Es posible que ese sea el motivo por la que las palabras escapen de mí sin preguntar. Porque, si sigo callándolas, me ahogarán.

—Solíamos ser amigos, ¿sabes? Ahora mandan a todo el mundo a que me humillen y acosen. Los odio tanto.

—¿Hablas de los trillizos? —inquiere. Yo no respondo, no quiero responder, no quiero admitirlo— ¿A ti también te acosan?

Mi sonrisa se vuelve agria cuando levanto un poco mi camiseta y bajo el pantalón. La marca está ahí, igual que siempre, y el recuerdo inmortalizado de lo idiota que fui se marca en mi piel como un tatuaje. Virginia jadea con horror, y una parte de mí dice que es por el pliegue de mi barriga a pesar de que es obvio que lo hace por la quemadura.

—¿Tú también...? —mis sospechas de que Virginia también está marcada, de que es una diabla, se confirman.

Ella sí tiene faceta de diabla. Ella sí podría soportarlos, enfrentarlos, disfrutarlos...

—En mi defensa, yo me dejé —me encojo de hombros, intentando que el dolor no me ahogue—. Aunque probablemente ya no signifique nada para ninguno de ellos.

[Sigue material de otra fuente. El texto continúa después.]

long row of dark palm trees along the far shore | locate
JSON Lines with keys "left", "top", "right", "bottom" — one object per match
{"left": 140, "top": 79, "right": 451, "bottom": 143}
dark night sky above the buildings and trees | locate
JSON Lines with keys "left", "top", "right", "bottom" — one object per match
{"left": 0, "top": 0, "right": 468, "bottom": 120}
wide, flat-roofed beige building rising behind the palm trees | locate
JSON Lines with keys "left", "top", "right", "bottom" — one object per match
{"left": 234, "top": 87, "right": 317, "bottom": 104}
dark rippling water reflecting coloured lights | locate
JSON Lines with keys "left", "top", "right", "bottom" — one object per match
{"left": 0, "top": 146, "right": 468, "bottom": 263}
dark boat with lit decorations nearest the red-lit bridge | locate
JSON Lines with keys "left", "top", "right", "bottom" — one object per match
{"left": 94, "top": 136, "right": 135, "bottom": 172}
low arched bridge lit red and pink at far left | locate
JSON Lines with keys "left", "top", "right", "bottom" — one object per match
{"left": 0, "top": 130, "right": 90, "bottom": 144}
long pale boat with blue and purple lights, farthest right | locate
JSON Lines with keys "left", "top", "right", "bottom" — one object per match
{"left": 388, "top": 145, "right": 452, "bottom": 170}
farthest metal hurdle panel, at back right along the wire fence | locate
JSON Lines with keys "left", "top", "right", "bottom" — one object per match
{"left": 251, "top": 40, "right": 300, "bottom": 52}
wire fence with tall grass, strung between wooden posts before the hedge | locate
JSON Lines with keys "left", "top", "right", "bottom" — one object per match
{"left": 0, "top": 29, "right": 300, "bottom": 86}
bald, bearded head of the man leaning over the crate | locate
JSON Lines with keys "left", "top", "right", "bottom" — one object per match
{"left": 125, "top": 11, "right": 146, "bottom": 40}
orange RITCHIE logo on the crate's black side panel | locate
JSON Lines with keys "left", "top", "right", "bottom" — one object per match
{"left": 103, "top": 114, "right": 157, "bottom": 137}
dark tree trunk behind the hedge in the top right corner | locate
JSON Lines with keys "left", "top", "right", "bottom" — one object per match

Puede que incluso hayan buscado otras diablas. Quizá Calix me ha cambiado por otra, más delgada, más fuerte, más como... Más como Virginia.

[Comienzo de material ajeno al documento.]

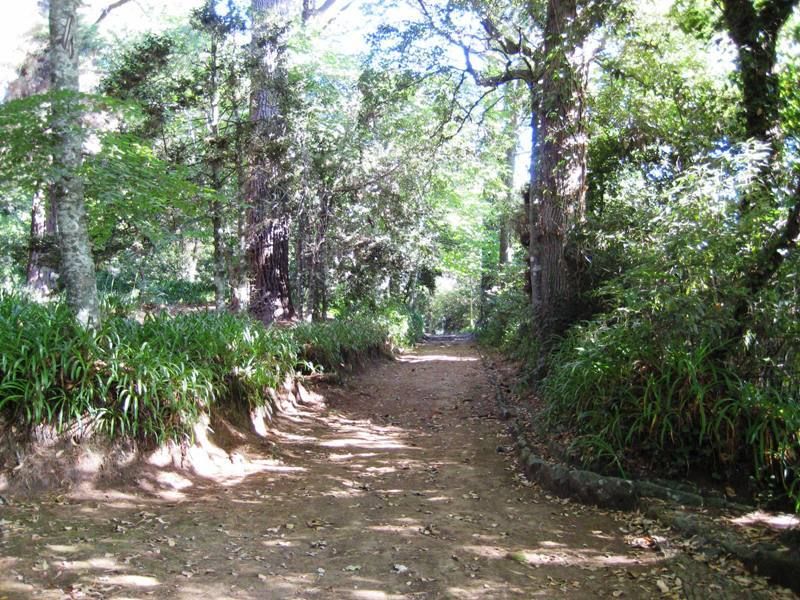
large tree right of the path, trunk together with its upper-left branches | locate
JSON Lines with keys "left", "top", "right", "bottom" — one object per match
{"left": 462, "top": 0, "right": 609, "bottom": 350}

—No lo entiendo —ella se ve confundida y yo decido que si no hablo las palabras me quemarán por dentro.

Amo el fuego, pero es jodidamente doloroso.

—Somos vecinos —le explico—. De pequeños, solíamos ser inseparables, pero el verano antes de empezar el instituto pasó algo, no sé el qué, pero cambiaron —no le cuento todo el drama de la sangre o de sus familiares siendo asesinos. Luego, confieso aquello que también me atormenta desde hace mucho tiempo—. A veces, creo que es porque yo estaba gorda y ellos empezaron a querer follarse a chicas delgadas y con cuerpazos, así como tú.

La grosería retumba en mi cabeza y me sonrojo un poco. No suelo decir palabras como follar, tetas, o cosas por el estilo, así que me avergüenza un poco usar ese vocabulario.

—¿Sabes? Puede que yo esté delgada, pero no soy ni la mitad de valiosa que tú, Frankie —mentira, mentira, mentira—. Hay mil chicas como yo, todas somos iguales: rubias, con tetas y muy zorras; pero eres la primera persona que conozco que es tan... auténtica. Nunca cambies, por favor.

No puedo contener el sollozo que sale de mi garganta. La abrazo, de forma inconsciente, y estoy esperando que me empuje y se ría de mí, pero Virginia me devuelve el abrazo con fuerza. Es como si ella también hubiese necesitado algo así durante mucho tiempo.

Tal vez, ella y yo no somos tan diferentes.

—Quiero pedirte un favor —murmura cuando nos separamos—. Conoces a los trillizos, ¿verdad?

Me encojo de hombros, sin saber bien qué responder a esa pregunta.

—Los conocí en su momento.

—Necesito que me digas todo lo que sabes de ellos —me pide—. Si tengo que enfrentarme a ellos y no morir en el intento, necesitaré información. Mucha información.